The Rivers governor and his loyalists remained aggrieved. They probably consider such moves condescending given Wike’s towering status in the party. Whereupon PDP’s Board of Trustees (BOT) chairman, Alhaji Walid Jibril, now took matters into his hands by constituting a high-powered committee made up of party stalwarts to be led its presidential candidate and himself to go meet and ‘beg’ the governor. The meeting is slated to hold when Atiku returns from Dubai where he had gone for vacation and the Sallah festival.

In the meantime, the misgivings over Okowa’s selection for the prime post continues to amplify.  The governor through his action/inaction continues to give hints that he would not take his snubbing lightly. Some governors, party chieftains and ordinary members are literally lining up behind Wike. Those aligned to this camp are growing by the day. The agitation within the PDP has dovetailed into the bottled-up misgivings that a northerner in person of Atiku emerged as its flagbearer rather than it being zoned to the South. There is also the growing disaffection that the party’s three powerful positions, viz, the presidential candidate, national chairman and the BOT chairman are all from the North. 

Thus, the PDP is, apparently, divided into two camps, majorly along ethnic lines. It appears that simmering discontents within the party was burst open with Okowa’s nomination as vice presidential candidate. The camp of ‘malcontents’ are demanding replacement of Okowa with the Rivers state governor as well as replacement of the national chairman with a southerner to be assuaged. They say they are fighting against injustice. The bottom line is that the PDP may not be prosecuting its 2023 presidential project with a unity of purpose. Fences can still be mended though for miracles do still happen.

The APC is facing a schism of a different kind, triggered also by nomination of its de jure vice presidential candidate in the person of Kashim Shettima. It is rooted in religion. Confirmation that APC is now fielding a Muslim/Muslim ticket for the 2023 presidential polls set tongues wagging. Both Asiwaju Bola Tinubu and Senator Shettima his running mate profess the Muslim faith. It has led to resignations by some party faithful.

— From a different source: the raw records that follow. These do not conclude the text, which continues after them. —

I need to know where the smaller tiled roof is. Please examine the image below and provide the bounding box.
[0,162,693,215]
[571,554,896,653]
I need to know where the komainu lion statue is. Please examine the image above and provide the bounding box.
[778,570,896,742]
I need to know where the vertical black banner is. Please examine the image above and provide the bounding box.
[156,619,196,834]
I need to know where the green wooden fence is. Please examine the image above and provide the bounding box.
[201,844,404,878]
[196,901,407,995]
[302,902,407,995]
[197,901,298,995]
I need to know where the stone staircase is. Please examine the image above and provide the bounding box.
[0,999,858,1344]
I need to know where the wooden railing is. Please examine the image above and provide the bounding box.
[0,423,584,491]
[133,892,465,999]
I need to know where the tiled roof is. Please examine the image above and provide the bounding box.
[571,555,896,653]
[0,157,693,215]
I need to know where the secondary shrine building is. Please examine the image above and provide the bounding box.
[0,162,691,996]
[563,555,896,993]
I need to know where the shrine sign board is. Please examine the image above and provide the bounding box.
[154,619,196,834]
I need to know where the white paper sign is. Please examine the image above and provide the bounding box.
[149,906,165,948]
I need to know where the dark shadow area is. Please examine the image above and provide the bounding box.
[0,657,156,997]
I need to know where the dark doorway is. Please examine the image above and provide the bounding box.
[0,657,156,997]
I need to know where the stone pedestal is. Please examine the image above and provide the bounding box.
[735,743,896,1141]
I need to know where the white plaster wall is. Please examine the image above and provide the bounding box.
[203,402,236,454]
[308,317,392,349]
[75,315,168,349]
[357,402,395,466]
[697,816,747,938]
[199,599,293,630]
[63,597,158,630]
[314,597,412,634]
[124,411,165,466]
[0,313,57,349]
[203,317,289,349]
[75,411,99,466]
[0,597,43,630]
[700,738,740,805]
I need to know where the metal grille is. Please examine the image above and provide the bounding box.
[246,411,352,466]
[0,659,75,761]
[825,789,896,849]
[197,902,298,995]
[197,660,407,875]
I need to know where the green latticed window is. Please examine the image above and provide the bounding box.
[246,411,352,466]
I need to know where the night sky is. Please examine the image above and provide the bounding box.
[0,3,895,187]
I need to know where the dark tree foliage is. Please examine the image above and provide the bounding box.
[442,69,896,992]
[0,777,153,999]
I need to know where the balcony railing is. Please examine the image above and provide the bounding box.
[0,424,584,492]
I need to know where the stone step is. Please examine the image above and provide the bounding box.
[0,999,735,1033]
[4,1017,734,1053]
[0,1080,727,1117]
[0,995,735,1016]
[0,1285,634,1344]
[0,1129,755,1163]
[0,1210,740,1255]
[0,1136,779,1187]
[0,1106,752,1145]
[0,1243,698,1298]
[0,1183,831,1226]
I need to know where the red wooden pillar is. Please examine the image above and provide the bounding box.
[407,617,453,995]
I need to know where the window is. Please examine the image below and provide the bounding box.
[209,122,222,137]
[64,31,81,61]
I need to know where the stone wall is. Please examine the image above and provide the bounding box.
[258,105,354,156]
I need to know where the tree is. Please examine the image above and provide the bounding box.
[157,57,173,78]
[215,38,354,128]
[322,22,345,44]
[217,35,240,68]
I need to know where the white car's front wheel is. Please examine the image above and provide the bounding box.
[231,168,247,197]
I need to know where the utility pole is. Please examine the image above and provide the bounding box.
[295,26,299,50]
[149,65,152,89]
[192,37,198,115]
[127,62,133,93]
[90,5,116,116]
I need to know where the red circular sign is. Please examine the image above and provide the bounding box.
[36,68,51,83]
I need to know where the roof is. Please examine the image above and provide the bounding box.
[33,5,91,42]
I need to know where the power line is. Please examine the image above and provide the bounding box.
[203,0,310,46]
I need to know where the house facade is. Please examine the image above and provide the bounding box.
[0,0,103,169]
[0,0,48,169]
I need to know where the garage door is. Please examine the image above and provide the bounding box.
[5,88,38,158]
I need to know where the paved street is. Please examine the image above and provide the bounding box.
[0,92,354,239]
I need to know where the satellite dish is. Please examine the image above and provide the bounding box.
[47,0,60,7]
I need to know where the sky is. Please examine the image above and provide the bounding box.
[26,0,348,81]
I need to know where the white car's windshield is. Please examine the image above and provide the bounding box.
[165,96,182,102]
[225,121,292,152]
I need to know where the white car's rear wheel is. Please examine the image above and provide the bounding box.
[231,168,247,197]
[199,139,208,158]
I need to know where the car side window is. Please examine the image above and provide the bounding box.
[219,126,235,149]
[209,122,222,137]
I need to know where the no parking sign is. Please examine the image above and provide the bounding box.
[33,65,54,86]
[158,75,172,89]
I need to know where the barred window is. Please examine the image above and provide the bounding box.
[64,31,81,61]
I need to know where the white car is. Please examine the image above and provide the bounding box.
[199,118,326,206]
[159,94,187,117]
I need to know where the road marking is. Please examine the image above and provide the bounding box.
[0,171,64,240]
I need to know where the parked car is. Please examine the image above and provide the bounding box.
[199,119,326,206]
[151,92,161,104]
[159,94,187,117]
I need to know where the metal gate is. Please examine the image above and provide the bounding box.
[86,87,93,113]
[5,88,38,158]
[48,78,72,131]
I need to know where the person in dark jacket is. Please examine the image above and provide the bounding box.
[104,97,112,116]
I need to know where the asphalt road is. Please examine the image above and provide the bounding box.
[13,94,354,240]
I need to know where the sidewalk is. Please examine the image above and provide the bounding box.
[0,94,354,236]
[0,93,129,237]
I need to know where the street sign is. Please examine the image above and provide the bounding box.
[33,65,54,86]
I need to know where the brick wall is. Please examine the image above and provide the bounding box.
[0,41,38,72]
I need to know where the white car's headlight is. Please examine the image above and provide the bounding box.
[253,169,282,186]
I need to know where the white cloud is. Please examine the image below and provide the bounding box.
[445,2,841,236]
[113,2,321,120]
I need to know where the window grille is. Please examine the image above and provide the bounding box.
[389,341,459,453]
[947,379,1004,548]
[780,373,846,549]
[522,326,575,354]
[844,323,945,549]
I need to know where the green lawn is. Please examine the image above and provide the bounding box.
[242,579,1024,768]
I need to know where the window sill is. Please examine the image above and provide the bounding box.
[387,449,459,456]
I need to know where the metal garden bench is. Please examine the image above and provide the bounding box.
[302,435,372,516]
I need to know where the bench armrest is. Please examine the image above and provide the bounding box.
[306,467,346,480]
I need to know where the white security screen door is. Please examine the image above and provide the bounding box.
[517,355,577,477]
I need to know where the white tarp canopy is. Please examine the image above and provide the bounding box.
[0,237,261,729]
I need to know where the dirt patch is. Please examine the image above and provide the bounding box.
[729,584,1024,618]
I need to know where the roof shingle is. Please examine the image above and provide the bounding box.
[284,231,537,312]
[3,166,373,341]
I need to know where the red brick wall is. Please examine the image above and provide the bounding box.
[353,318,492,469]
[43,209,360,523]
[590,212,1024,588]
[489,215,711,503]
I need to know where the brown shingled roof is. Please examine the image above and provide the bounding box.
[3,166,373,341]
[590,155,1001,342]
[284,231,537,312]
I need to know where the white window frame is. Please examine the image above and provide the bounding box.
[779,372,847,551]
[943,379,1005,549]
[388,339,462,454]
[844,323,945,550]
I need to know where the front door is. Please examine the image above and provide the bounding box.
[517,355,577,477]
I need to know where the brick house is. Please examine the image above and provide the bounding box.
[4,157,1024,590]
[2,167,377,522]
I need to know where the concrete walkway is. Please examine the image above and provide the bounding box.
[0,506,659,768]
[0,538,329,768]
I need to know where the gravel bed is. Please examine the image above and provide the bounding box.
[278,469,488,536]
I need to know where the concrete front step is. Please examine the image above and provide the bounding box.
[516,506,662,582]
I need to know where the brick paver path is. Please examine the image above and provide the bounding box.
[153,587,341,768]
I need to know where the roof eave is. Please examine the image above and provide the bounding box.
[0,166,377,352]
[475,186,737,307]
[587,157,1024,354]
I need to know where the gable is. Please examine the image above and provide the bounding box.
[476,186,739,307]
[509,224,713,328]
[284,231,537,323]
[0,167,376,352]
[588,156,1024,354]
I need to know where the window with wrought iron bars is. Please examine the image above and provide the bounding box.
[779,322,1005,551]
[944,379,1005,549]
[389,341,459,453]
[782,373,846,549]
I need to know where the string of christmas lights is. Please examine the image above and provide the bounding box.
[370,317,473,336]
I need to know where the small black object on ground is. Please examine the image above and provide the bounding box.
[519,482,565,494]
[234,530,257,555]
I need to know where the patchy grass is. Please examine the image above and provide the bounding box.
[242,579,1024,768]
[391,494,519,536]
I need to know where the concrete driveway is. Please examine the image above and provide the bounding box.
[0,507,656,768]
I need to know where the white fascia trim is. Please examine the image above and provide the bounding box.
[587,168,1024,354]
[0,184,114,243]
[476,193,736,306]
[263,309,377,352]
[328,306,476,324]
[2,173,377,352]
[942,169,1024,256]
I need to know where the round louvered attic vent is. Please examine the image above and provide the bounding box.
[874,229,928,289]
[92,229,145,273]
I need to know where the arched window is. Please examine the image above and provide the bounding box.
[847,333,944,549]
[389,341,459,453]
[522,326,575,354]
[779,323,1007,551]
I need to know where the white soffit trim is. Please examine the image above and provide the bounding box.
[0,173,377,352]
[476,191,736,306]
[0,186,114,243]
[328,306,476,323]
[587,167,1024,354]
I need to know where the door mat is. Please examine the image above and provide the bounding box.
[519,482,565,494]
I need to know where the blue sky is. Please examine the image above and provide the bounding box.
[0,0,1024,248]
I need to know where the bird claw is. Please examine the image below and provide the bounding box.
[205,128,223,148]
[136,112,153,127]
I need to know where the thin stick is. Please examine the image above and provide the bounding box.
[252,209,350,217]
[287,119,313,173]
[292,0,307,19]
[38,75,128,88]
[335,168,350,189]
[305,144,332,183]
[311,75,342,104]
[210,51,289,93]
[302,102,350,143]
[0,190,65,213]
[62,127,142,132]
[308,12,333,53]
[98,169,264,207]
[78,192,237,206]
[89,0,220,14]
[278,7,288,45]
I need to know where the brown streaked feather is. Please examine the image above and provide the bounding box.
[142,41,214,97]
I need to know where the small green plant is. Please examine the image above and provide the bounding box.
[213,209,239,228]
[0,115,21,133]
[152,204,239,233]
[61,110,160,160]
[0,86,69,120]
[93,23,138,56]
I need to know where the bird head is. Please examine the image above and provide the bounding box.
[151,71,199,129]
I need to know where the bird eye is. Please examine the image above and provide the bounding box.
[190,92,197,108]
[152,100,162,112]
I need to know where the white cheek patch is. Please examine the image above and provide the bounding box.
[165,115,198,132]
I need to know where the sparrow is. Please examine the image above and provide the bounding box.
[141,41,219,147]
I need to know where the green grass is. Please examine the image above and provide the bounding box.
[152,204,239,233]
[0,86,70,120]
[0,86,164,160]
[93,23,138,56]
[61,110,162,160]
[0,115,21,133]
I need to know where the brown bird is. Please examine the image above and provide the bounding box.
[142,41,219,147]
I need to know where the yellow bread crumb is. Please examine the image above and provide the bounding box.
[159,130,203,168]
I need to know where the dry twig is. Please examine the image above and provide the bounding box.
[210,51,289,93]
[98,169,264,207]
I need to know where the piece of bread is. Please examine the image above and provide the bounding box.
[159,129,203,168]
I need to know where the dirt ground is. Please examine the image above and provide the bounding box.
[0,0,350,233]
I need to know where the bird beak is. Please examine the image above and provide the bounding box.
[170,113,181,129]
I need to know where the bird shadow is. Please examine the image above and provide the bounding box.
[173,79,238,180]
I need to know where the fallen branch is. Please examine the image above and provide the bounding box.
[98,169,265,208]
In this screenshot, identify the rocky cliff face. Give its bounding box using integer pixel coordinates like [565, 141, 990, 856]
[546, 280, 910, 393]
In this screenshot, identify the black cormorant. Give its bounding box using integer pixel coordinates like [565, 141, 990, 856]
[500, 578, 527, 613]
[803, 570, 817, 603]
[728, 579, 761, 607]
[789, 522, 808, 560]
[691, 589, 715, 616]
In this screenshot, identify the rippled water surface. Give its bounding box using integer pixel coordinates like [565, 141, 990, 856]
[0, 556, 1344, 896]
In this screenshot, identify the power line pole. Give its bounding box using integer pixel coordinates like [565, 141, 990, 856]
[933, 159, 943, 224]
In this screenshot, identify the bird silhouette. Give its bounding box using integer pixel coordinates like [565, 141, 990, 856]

Whereas the wrangling in PDP is chiefly among its members, politicians, the dust stirred by APC’s same faith ticket has seen other members of the wider society, non-politicians and even institutions actively weighing in. It has seemingly polarised the country along Christian/Muslim divide. And it appears to me  that those that are more angry about it are northern APC stalwarts that profess to be Christians who were hoping to be their party’s  vice presidential running mate. Argument against same faith ticket at the national level is that as a heterogenous country, all interests should be brought onboard. Some rather extreme views have been expressed in railing against this combination with some stating that it is a prelude to a hidden islamisation agenda. 

What we are experiencing currently is part of a fermentation process that would lead to a future, new world order of bliss in which Nigeria is divinely destined to play a leading role. Everything we shall go through now and in the nearest future would eventually lead to the goal. The Christian Association of Nigeria (CAN) has indicated that it would direct ‘’Christians’’ through the churches not to vote any party with same faith ticket at the presidential election. 

All should be reminded that every human being is given free will by the Almighty Creator. It is an inherent part of the human spirit. It means we have the free will to make a decision. But having exercised our free will, we are irrevocably, bound to consequences of that decision. CAN and the other clerics should not order Christians to vote this way or that way, rather, they should urge them to vote according to their heart’s bidding in exercise of their free will. This applies to all electorate nationwide.